Concise and clear as always. One additional detail worth sharing is that to get uniform selections using multiple control points the circles of influence must enclose the centre point of the adjacent control point(s). In fact, this is the most useful feature of the visible circle, so far as I can tell!
Thank you and also for adding the additional point. Yes, you do need to overlap the circles to achieve a uniform selection. How much by really depends on the Diffusion, Luminance and Chrominance slider settings.
@@RobinWhalley For sure. With your tutorials that is always the case. And a man can tell when someone is making videos for views and sponsorship deals and when someone enjoys teaching and makes videos for students. For learners. You are the latter category. Kudos.
In our days, is no time to take hours to edit a image. That's why now smartphone is on top. From Nik Collection, I use in Affinity Photo, only Dfine. Other tools are strange for me
Have you tried Snapseed for editing on a smart phone? It hasn't been updated for a while but it's still a great tool. It was originally developed by Nik Software before Google bought them.
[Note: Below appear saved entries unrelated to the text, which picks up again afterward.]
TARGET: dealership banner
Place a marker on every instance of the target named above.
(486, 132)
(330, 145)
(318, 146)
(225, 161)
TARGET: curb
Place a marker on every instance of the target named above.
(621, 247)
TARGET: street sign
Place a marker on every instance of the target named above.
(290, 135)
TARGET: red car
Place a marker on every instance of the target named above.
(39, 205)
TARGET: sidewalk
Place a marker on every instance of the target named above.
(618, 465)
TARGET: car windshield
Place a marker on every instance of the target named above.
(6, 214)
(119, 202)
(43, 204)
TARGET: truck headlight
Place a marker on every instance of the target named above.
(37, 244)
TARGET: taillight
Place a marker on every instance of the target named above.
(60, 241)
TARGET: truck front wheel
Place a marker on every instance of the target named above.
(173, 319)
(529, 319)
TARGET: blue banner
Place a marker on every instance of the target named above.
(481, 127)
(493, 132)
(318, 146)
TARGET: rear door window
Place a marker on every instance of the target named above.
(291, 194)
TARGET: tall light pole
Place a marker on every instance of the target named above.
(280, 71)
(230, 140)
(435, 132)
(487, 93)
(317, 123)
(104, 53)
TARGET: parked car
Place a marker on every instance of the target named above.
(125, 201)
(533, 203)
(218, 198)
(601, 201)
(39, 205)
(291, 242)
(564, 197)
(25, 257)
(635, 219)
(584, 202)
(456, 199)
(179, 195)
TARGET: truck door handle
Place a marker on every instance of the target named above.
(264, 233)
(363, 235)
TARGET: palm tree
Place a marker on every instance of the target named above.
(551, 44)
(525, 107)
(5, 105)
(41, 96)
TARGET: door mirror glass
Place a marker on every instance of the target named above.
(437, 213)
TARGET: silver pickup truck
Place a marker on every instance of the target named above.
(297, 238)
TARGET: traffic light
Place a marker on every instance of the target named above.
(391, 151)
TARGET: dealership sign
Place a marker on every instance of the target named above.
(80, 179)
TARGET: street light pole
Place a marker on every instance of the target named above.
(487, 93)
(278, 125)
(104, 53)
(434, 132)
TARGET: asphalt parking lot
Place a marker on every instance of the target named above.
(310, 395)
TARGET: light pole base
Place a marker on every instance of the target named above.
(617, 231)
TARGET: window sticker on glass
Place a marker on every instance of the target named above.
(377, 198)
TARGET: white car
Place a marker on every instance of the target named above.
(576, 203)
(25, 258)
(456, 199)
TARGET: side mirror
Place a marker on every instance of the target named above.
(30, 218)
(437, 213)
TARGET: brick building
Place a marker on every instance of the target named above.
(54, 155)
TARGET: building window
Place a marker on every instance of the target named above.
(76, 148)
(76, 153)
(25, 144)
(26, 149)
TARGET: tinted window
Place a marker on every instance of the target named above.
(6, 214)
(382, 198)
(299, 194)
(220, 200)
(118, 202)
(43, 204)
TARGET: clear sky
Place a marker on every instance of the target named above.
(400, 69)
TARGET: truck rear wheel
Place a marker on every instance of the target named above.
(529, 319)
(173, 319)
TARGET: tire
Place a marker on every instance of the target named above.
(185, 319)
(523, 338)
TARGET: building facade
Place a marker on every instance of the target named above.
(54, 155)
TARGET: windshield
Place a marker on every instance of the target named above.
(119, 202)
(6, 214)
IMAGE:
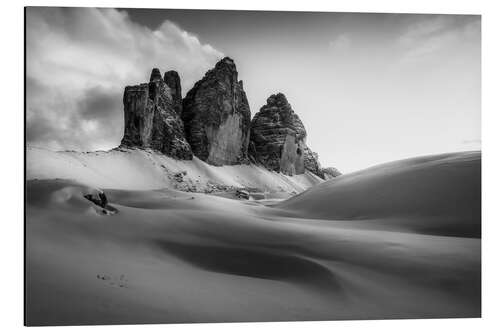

This is great but all these tutorials feature an image that is already amazing and you just are throwing a few tweaks. How about taking a less than photo and making something decent from it, a bit more relatable?
I pleased you think the image looks amazing already but I would disagree. Also the video isn't about making a bad image look good. It's about how to use the selection tools in Nik to make adjustments. But you have given me an idea for a video about improving images with editing. I've added it to my to do list. Thanks.